Sunday 5 February 2012

I Decided not to Save the World, Exhibition Review, 2012

Text by Mihaela Varzari

Level 2 Gallery, Tate Modern, 4 Nov 2011 – 8 Jan 2012


If art’s role is to provide change within one’s self and the society, then the exhibition I Decided Not To Save The World inquires into art’s possibility to impact the world, including the art world, which thinks of itself as a different world.
   The title of the show I Decided Not To Save The World is given by the video belonging to one of the participating artists, Mircea Cantor (b. Romania, lives Paris), the newly possessor of Marcel Duchamp Prix. It depicts a child uttering the very same words and it plays in a loop. In another very short video, the same child is trying to cut a stream of water coming out a tap. Given the lack of context and the age of the protagonist I can only think of a rather nebulous future waiting for the next generation. By being both illusive and bold, Cantor launches a provocation and also an enquiry into the power of action through simple gestures.
Film still from, I decided not to save the world, by Mircea Cantor, 2011
Courtesy the artist

   On the other hand, Mounira al Solh’s (b., lives Lebanon) video, Rawane’s Song deals with the heritage of the collective mythology inherited from the previous generation of artists.
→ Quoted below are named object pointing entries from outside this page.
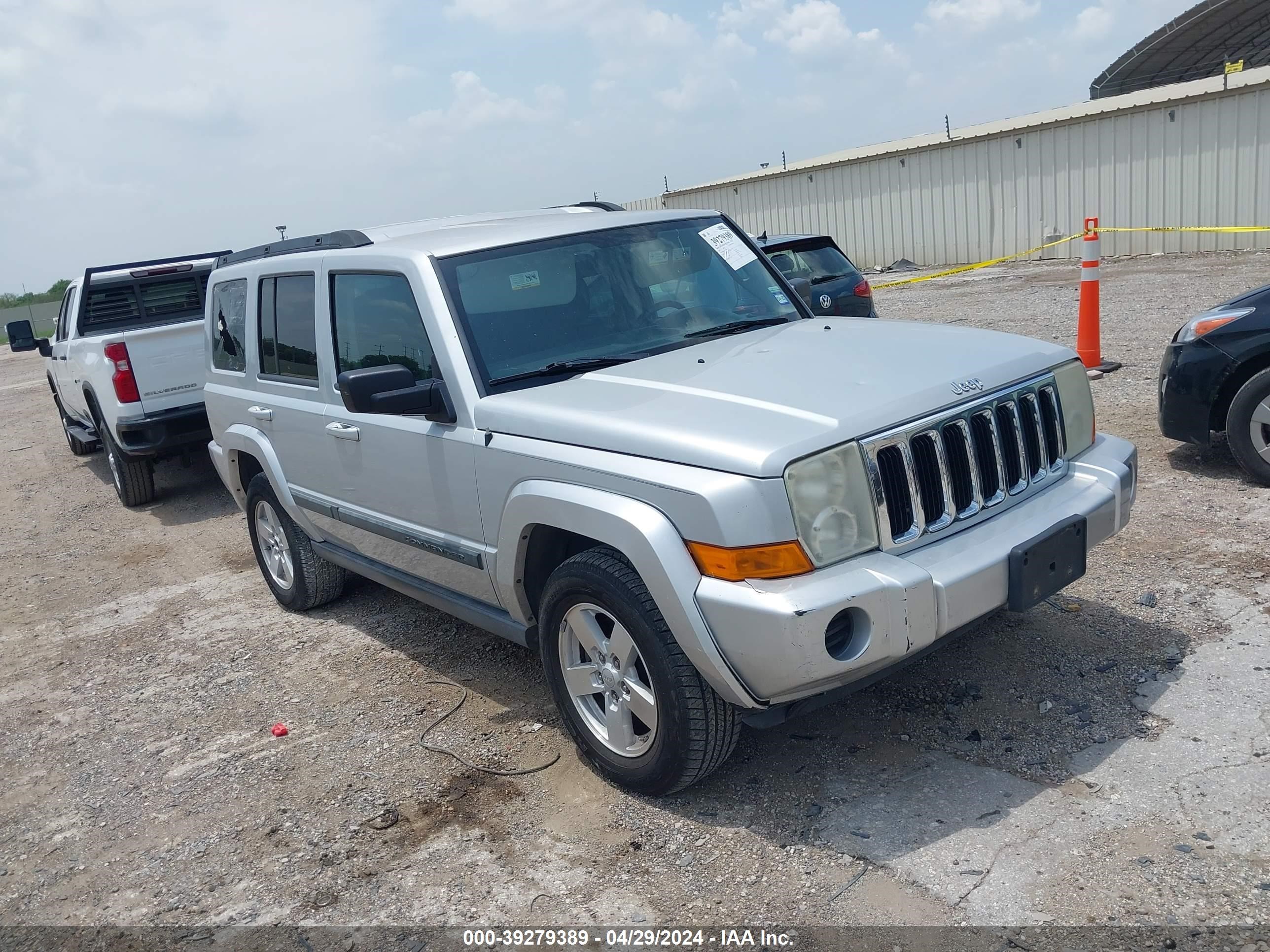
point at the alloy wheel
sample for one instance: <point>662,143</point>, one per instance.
<point>607,680</point>
<point>275,549</point>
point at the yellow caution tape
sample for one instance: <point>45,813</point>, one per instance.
<point>1193,228</point>
<point>981,265</point>
<point>964,268</point>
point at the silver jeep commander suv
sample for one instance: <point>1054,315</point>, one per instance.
<point>621,440</point>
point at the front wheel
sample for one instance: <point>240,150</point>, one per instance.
<point>1247,427</point>
<point>298,577</point>
<point>638,710</point>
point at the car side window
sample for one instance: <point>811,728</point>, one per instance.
<point>289,338</point>
<point>378,323</point>
<point>229,325</point>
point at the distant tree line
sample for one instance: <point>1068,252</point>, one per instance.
<point>32,298</point>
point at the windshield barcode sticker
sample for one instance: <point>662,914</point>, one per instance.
<point>729,247</point>
<point>525,280</point>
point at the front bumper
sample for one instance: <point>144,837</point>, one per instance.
<point>773,634</point>
<point>164,432</point>
<point>1191,377</point>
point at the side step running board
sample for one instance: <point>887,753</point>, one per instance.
<point>469,610</point>
<point>83,433</point>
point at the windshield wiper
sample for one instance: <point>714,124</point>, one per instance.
<point>736,327</point>
<point>582,364</point>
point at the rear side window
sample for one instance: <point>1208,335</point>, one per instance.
<point>289,344</point>
<point>112,304</point>
<point>164,298</point>
<point>229,325</point>
<point>376,323</point>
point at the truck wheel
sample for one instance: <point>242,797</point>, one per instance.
<point>638,710</point>
<point>298,577</point>
<point>134,479</point>
<point>1247,427</point>
<point>78,446</point>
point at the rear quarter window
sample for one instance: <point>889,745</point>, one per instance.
<point>229,325</point>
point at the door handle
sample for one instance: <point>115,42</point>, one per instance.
<point>342,431</point>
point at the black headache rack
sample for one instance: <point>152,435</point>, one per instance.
<point>347,238</point>
<point>153,268</point>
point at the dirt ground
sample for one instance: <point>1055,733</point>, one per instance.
<point>142,662</point>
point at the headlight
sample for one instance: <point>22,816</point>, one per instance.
<point>1211,320</point>
<point>832,504</point>
<point>1077,402</point>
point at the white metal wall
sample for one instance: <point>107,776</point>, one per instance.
<point>1204,162</point>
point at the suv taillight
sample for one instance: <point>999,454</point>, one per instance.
<point>125,384</point>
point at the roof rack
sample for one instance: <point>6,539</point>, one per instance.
<point>349,238</point>
<point>601,206</point>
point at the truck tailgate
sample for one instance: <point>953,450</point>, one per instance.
<point>168,364</point>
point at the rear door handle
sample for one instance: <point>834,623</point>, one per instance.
<point>342,431</point>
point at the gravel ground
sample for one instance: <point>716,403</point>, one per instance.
<point>142,663</point>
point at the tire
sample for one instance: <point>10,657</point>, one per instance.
<point>695,729</point>
<point>79,447</point>
<point>296,576</point>
<point>1247,427</point>
<point>134,479</point>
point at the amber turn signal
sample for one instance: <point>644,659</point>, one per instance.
<point>777,561</point>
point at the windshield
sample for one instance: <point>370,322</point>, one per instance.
<point>619,294</point>
<point>816,262</point>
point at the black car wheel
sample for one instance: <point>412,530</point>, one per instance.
<point>1247,427</point>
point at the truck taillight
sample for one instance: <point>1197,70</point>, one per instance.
<point>125,384</point>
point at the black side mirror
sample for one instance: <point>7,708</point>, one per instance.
<point>22,337</point>
<point>803,287</point>
<point>391,389</point>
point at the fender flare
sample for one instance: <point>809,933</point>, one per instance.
<point>248,440</point>
<point>639,532</point>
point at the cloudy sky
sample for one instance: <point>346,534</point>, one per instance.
<point>135,129</point>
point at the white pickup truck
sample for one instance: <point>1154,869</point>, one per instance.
<point>126,365</point>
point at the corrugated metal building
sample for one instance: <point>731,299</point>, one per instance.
<point>1189,154</point>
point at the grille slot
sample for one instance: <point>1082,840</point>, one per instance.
<point>894,488</point>
<point>929,477</point>
<point>947,471</point>
<point>957,450</point>
<point>987,455</point>
<point>1029,418</point>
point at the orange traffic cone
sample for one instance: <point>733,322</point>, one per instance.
<point>1089,345</point>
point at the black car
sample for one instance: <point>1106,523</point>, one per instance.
<point>1216,376</point>
<point>839,289</point>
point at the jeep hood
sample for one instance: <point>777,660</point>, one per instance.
<point>752,403</point>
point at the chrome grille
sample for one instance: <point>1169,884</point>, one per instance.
<point>951,470</point>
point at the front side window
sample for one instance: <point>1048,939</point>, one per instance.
<point>544,309</point>
<point>229,325</point>
<point>289,343</point>
<point>378,323</point>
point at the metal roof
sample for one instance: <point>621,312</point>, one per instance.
<point>1161,96</point>
<point>1196,43</point>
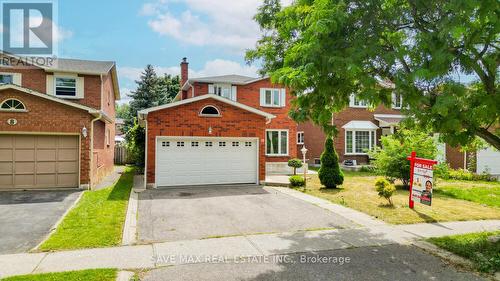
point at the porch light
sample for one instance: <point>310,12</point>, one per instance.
<point>84,132</point>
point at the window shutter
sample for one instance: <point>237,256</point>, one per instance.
<point>50,85</point>
<point>283,97</point>
<point>16,79</point>
<point>233,92</point>
<point>80,87</point>
<point>262,97</point>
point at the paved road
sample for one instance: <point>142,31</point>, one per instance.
<point>210,211</point>
<point>390,262</point>
<point>26,217</point>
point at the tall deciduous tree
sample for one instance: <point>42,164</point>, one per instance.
<point>441,56</point>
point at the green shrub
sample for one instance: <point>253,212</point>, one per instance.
<point>297,181</point>
<point>329,173</point>
<point>390,160</point>
<point>295,164</point>
<point>385,189</point>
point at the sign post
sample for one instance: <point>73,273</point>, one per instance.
<point>421,180</point>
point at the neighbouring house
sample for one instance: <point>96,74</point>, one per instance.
<point>56,122</point>
<point>359,130</point>
<point>219,130</point>
<point>119,131</point>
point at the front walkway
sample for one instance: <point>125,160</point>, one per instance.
<point>370,232</point>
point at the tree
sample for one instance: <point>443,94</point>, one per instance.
<point>329,173</point>
<point>327,50</point>
<point>391,160</point>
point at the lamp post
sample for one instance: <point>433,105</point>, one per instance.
<point>304,151</point>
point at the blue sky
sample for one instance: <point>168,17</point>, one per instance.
<point>212,34</point>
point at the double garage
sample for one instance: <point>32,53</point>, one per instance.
<point>195,161</point>
<point>39,161</point>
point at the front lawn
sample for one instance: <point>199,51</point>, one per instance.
<point>358,192</point>
<point>487,193</point>
<point>485,254</point>
<point>97,220</point>
<point>83,275</point>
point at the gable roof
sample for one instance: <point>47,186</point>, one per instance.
<point>144,112</point>
<point>89,67</point>
<point>90,110</point>
<point>228,79</point>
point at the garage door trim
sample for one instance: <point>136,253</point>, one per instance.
<point>205,138</point>
<point>54,134</point>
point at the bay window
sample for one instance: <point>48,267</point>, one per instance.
<point>277,142</point>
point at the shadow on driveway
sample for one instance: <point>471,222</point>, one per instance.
<point>26,217</point>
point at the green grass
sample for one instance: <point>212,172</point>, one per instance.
<point>358,192</point>
<point>484,254</point>
<point>83,275</point>
<point>97,220</point>
<point>487,193</point>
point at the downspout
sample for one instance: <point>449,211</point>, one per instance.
<point>92,149</point>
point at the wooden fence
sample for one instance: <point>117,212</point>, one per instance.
<point>121,156</point>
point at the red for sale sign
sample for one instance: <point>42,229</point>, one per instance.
<point>421,180</point>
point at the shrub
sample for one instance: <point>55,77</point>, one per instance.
<point>297,181</point>
<point>329,173</point>
<point>390,160</point>
<point>295,164</point>
<point>385,189</point>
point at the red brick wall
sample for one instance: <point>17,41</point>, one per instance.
<point>314,137</point>
<point>250,95</point>
<point>183,120</point>
<point>46,116</point>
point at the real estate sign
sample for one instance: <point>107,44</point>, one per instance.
<point>421,180</point>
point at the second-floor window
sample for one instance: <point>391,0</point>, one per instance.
<point>272,97</point>
<point>65,86</point>
<point>356,102</point>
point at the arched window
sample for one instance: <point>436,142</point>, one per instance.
<point>12,105</point>
<point>210,110</point>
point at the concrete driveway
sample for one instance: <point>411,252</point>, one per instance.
<point>26,217</point>
<point>215,211</point>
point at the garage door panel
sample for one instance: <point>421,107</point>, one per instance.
<point>6,154</point>
<point>24,155</point>
<point>46,155</point>
<point>194,165</point>
<point>32,161</point>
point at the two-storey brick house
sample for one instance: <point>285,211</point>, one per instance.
<point>359,130</point>
<point>56,122</point>
<point>219,130</point>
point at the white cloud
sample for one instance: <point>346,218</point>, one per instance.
<point>211,68</point>
<point>226,23</point>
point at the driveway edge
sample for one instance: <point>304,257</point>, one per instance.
<point>54,227</point>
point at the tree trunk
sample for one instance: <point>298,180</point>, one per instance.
<point>489,137</point>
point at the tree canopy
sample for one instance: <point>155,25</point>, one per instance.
<point>441,56</point>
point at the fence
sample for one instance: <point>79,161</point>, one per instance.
<point>121,156</point>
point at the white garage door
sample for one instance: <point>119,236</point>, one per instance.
<point>488,160</point>
<point>197,161</point>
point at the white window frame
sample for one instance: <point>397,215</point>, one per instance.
<point>281,97</point>
<point>298,137</point>
<point>372,143</point>
<point>360,103</point>
<point>66,77</point>
<point>394,96</point>
<point>279,142</point>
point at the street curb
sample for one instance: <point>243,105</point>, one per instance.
<point>54,227</point>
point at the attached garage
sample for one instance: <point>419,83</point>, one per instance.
<point>39,161</point>
<point>196,161</point>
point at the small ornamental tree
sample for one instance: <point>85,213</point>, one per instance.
<point>329,173</point>
<point>295,164</point>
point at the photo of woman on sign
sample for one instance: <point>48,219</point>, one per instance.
<point>426,196</point>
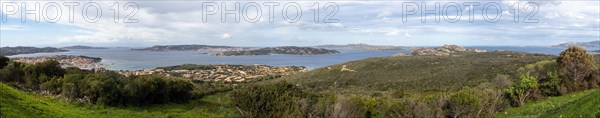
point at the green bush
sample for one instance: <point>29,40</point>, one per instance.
<point>3,61</point>
<point>577,66</point>
<point>521,90</point>
<point>463,104</point>
<point>276,100</point>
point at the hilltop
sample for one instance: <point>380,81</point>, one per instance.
<point>292,50</point>
<point>8,51</point>
<point>362,46</point>
<point>414,73</point>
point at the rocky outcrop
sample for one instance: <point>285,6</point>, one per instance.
<point>445,50</point>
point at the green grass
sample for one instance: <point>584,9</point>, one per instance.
<point>583,104</point>
<point>16,104</point>
<point>416,74</point>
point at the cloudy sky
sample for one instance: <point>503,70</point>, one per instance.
<point>147,23</point>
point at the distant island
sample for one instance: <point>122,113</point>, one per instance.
<point>64,60</point>
<point>292,50</point>
<point>82,47</point>
<point>193,48</point>
<point>8,51</point>
<point>445,50</point>
<point>588,45</point>
<point>363,46</point>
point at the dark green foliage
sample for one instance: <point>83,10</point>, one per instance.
<point>96,86</point>
<point>578,68</point>
<point>275,100</point>
<point>3,61</point>
<point>463,104</point>
<point>415,74</point>
<point>522,89</point>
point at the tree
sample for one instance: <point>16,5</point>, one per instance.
<point>520,91</point>
<point>576,64</point>
<point>3,61</point>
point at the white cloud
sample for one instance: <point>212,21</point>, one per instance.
<point>226,36</point>
<point>407,35</point>
<point>12,27</point>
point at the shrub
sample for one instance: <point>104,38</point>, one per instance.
<point>576,64</point>
<point>519,93</point>
<point>463,104</point>
<point>276,100</point>
<point>3,61</point>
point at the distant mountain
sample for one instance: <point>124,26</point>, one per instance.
<point>362,46</point>
<point>587,45</point>
<point>292,50</point>
<point>82,47</point>
<point>193,48</point>
<point>8,51</point>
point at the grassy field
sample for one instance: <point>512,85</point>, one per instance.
<point>16,104</point>
<point>415,74</point>
<point>583,104</point>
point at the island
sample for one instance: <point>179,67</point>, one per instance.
<point>8,51</point>
<point>193,48</point>
<point>64,60</point>
<point>445,50</point>
<point>291,50</point>
<point>362,46</point>
<point>82,47</point>
<point>220,72</point>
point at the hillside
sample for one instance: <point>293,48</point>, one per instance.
<point>16,104</point>
<point>362,46</point>
<point>292,50</point>
<point>414,73</point>
<point>8,51</point>
<point>580,104</point>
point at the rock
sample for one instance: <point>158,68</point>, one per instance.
<point>454,48</point>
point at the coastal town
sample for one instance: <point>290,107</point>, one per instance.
<point>221,72</point>
<point>65,60</point>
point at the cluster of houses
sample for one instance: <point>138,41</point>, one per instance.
<point>223,73</point>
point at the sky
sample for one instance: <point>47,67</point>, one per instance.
<point>151,22</point>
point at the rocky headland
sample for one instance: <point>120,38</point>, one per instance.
<point>445,50</point>
<point>291,50</point>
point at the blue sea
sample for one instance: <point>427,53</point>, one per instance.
<point>125,59</point>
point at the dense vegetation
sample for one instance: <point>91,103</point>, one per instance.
<point>17,104</point>
<point>466,85</point>
<point>95,86</point>
<point>582,104</point>
<point>415,74</point>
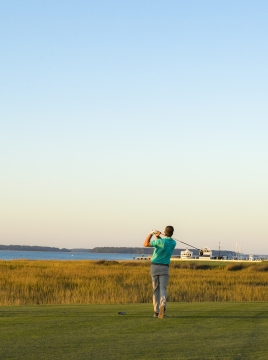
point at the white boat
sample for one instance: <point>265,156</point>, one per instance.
<point>207,254</point>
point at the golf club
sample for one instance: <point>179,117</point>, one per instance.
<point>200,250</point>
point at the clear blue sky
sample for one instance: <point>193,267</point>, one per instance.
<point>117,117</point>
Her work becomes therefore political and ironically enough she is faced with the same pressing social issues formed around identity, global power relationship or war trauma. As opposed to Solh’s concerns raised by national and geographical characteristics, the artists’ collective Slavs and Tatars, who describe themselves as a “Collective of polemics and intimacies devoted to Eurasia!” participates with an installation called Wheat Molla. It is a turban made out of some sort of grains, possibly wheat, resting on a brick. Having in mind their practice based on confusing their national identity and inventing names for their mother language/s, the piece can be seen a critical reading of the religion dominated territories and the conflict it raises when it clashes with the politic.
   A neon lighten palm tree attracts everyone’s attention, while the film Beau Geste depicts a group of men trying to save a giant palm tree, process doomed to total failure. Yto Barrada (b. Morocco, lives Paris) creates a metaphor out of a palm tree, whose existence imposed by Western tourism, is used here in order to describe the socio-economic realities of Morocco.
   I cannot help myself but to think of this exhibition in relation to my walk across the Millennium bridge, which units Tate Modern and St. Pauls’ Cathedral, on a cold December late afternoon. As we know, Occupy movement has been active in London and took up residency in front of St Paul’s Cathedral since autumn 2011. The ‘ideological’ journey from one end to another becomes almost transformative in this particular context. If the art exhibition is taking place in the safe confines of the gallery space, the Occupy Movement creates an “event”. Even if they seem different in their approaches, both of them are concerned with similar issues: decentralisation of old archetypal structures and reorganization around progressive and more inclusive systems.